We suppose that {$X_t$} is a causal AR(1) process with an ACF satifying $\rho_x(1) = 0.5$. Compute the ACF $\rho_Y(h)$for the value of $\rho$ that maximizes $\rho_Y(h)$
Using this information i find that
$\gamma_Y(h) = \gamma_x(h)$ for $h = 0$
$\gamma_Y(h) = \gamma_x(h) + p(1-p)(\gamma_x(h-1) + \gamma_x(h+1)-2\gamma_x(h))$ for $h \ge 1$
$\gamma_Y(h) = \gamma_y(-h)$ for $h \le -1$
For an AR(1) process with $\phi \in (0,1)$ for $h\ge1$. We have
Can anyone explain what we are doing below?
$\gamma_y(h) - \gamma_x(h) = p(1-p)(\phi^{-1} + \phi -2)\phi^{h}(1-\phi^2)^{-1}\sigma^2$
Since $\rho_x(1) = \phi = 0.5$ and $p(1-p)$ is maximized for $p = 0.5$ for $h \ge 1$ we get
$\rho_y(h) = (0.5)^h + 0.25(2+0.5-2)(0.5)^h = 1.125(0.5)^h = 1.125\rho_x(h)$
Why do we set $\gamma_y(h)-\gamma_x(h)$ and how do we find $\rho_y(h)?$
The notation is slighly confusing for me. I assume $\sigma^2$ is the variance of the noise that feeds the AR process.
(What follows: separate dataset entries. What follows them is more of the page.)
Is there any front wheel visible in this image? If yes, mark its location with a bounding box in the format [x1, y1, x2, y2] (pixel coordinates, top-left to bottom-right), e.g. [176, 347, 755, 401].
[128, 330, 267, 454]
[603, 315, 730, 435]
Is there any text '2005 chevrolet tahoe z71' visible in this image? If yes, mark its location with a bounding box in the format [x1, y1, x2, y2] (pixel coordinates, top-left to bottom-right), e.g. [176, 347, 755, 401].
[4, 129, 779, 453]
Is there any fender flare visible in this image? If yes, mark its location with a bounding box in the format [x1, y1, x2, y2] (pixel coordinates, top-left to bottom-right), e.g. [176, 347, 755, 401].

You have $$\gamma_y(h) = \gamma_x(h) + p(1-p)\left(\gamma_x(h-1) + \gamma_x(h+1)-2\gamma_x(h)\right) \tag{1}$$ for $h \ge 1$ Now, if $X$ is AR(1), its ACVF must has the form of a two-sided decaying exponential - further, because we are given $\gamma_x(1)=0.5$ we can already write $$\gamma_x(h) = \sigma^2_X \, \phi^{|h|} \tag{2}$$
with $\phi = 0.5$ , and $\sigma^2_X = \sigma^2_n/(1-\phi^2)$ (see eg). Replacing, we get
$$\begin{align} \gamma_y(h) &= \gamma_x(h) + p(1-p) \sigma^2_n \frac{ (\phi^{h+1}+\phi^{h-1}-2\phi^h)}{1-\phi^2}\\ &= \gamma_x(h) + p(1-p) \sigma^2_n \frac{\phi^h (\phi -\phi^{-1} -2)}{1-\phi^2} \end{align} \tag{3}$$
Because we want to maximize $\gamma_y(h)$, and because the fraction in $(3)$ is positive, we want $p(1-p)$ to be maximum, which occurs at $p=1/2$. I think you can go on from here.